Historical Response #18: Ellen Brown Says That by Adding the Words "Is Quoted as Saying," She Escaped All Responsibility to Verify Any Quote.
I have caught Ellen Brown is a series of mistakes. She has cited bogus quotations by famous people to support her economic theory of fiat money, yet these famous people never said these things.
Now she says that she had no responsibility as an author to verify any of these quotes, because she added the words "is quoted as saying." She is saying, "See? I never said that he actually said it." She keeps saying this. This response makes look like a charlatan. She does not care.
Here is one more example:
18. Two bogus quotes from Bismarck on European bankersI've said he is "quoted as" saying that and have given my historical source.
Her historical source was (1) a 1921 article in a French journal, written by (2) a man who said Bismarck personally revealed his assessment of European banking to him when the man was 15 years old and (3) living in the United States.
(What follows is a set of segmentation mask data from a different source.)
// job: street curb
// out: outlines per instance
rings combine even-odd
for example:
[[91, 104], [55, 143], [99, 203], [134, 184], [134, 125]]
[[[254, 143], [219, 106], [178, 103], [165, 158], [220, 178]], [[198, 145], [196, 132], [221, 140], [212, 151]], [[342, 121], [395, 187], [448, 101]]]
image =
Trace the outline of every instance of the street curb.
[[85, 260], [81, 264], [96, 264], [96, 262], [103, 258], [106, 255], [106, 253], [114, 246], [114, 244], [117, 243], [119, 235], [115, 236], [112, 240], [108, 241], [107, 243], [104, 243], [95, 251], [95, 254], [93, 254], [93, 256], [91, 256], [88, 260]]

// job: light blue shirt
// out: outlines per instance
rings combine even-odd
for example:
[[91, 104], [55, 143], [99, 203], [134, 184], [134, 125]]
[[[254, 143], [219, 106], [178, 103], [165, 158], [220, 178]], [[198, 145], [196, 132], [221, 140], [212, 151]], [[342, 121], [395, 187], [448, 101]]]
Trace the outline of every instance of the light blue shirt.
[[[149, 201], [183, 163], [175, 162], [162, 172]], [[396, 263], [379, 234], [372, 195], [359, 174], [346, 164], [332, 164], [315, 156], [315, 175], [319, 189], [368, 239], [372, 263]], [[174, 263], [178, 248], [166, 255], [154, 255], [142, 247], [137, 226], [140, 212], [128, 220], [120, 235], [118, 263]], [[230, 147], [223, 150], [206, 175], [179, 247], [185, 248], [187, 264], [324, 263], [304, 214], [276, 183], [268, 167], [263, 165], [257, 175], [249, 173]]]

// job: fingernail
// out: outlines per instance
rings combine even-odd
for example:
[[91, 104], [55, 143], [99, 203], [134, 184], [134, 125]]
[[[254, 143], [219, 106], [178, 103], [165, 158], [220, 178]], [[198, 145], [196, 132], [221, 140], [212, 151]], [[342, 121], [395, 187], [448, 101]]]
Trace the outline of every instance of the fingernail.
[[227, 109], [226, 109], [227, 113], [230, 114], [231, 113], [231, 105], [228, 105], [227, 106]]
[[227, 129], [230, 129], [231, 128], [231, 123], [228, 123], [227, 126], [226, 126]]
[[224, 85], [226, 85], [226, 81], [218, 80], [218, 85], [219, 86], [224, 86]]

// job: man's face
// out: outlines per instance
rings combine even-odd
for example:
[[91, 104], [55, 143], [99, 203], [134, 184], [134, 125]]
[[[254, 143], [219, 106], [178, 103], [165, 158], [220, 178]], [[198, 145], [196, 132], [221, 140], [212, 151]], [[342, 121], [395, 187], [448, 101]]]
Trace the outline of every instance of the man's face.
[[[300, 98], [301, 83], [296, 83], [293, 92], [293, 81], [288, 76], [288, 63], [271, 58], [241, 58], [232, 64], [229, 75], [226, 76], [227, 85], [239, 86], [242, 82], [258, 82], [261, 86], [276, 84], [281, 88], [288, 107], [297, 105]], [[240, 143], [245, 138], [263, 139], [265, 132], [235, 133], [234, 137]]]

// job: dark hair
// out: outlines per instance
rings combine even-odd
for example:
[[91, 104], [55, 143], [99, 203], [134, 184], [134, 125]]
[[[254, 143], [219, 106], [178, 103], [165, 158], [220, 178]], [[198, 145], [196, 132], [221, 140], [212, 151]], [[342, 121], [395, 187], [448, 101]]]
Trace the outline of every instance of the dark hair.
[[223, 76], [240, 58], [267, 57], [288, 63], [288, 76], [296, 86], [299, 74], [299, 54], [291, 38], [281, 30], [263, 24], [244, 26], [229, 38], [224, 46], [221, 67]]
Extracts from this article were originally cited by an antisemitic crackpot Russian "Count" whose book has been reprinted by a Greenbacker publishing company: Omni.
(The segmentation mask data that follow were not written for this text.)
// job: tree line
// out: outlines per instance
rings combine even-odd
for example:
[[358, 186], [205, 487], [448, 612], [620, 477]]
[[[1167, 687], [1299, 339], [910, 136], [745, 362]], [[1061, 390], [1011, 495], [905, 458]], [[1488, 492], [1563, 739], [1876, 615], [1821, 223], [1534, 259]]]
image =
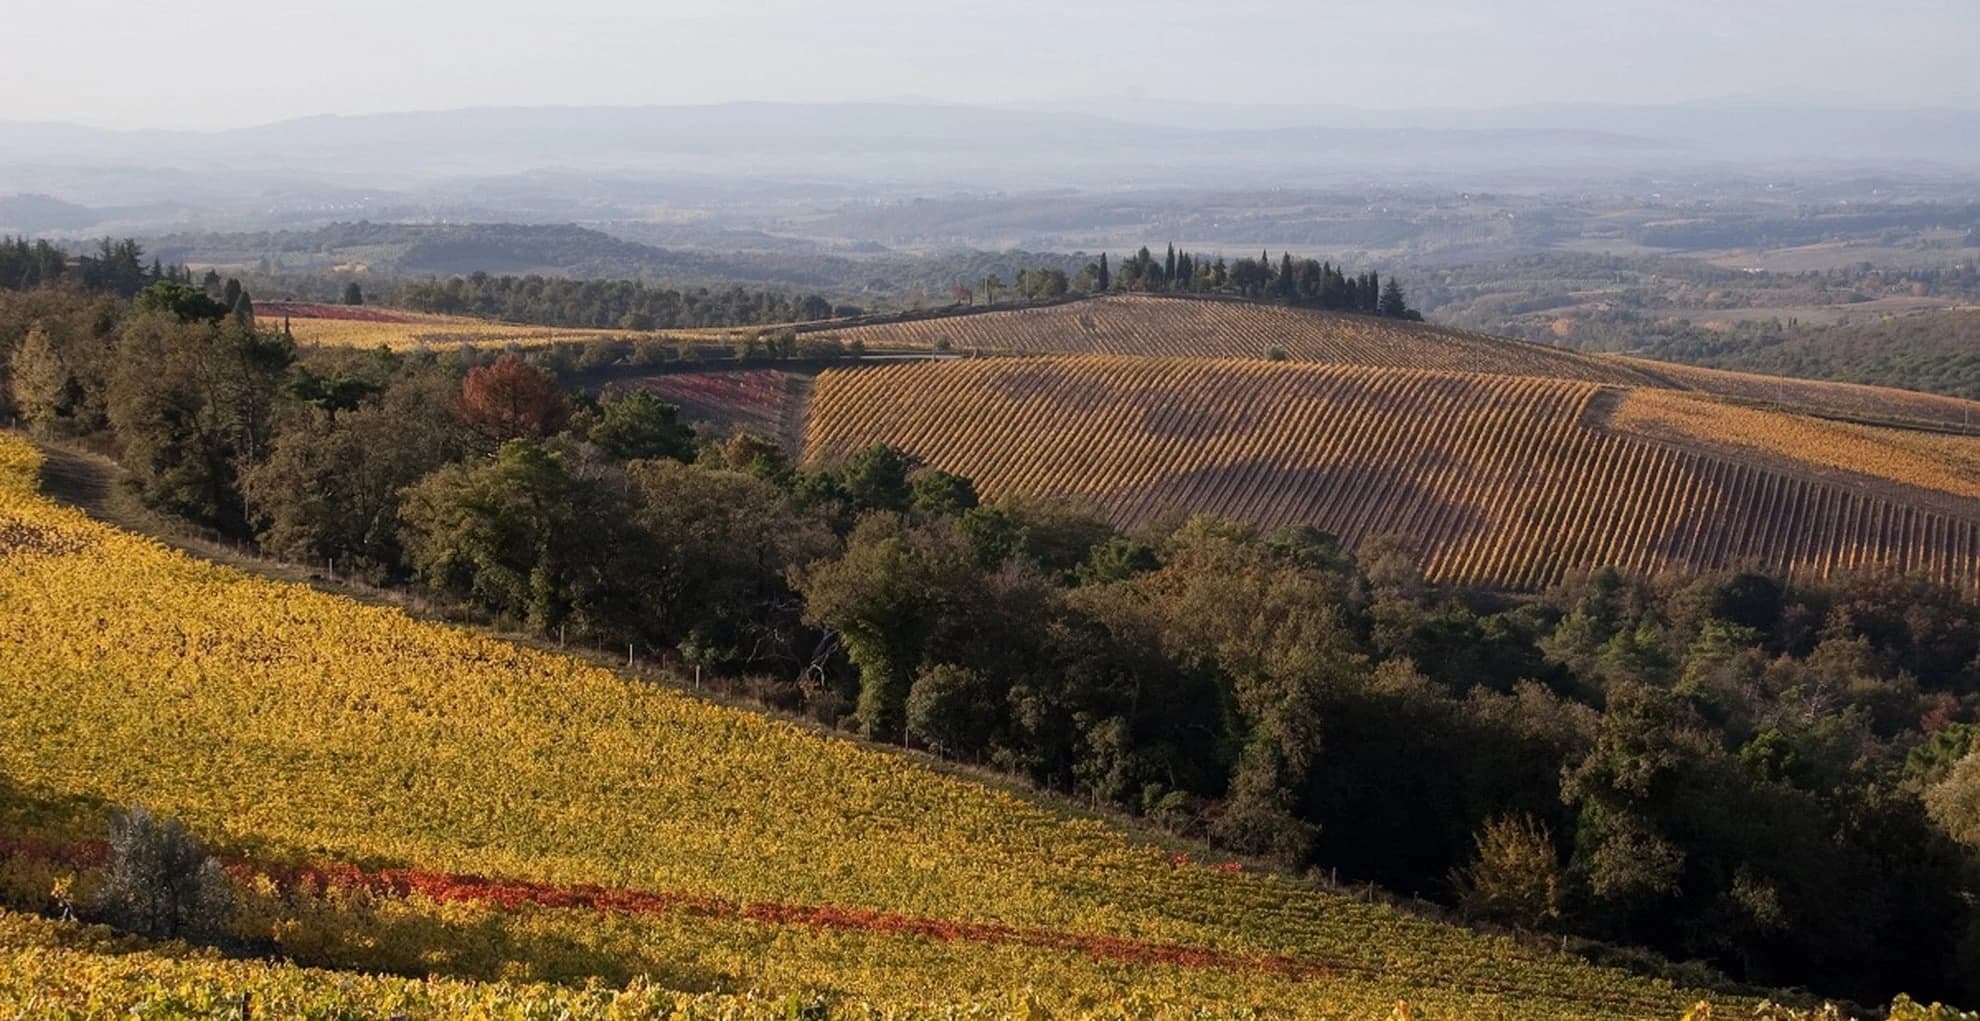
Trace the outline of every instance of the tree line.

This was nuts in 1921, and it is nuts today.
It is incumbent on an author to verify the sources, as surely as a lawyer is supposed to verify the identities of the witnesses. Ellen Brown does not believe this as an author. Presumably, she does not believe it as a lawyer.
I can imagine her final summation before a jury. "It's true that my witnesses were actually impostors. But lots of people told me they were who they said they were. It's not my job to verify their identities." Would she win the case? Only with a jury filled with idiots.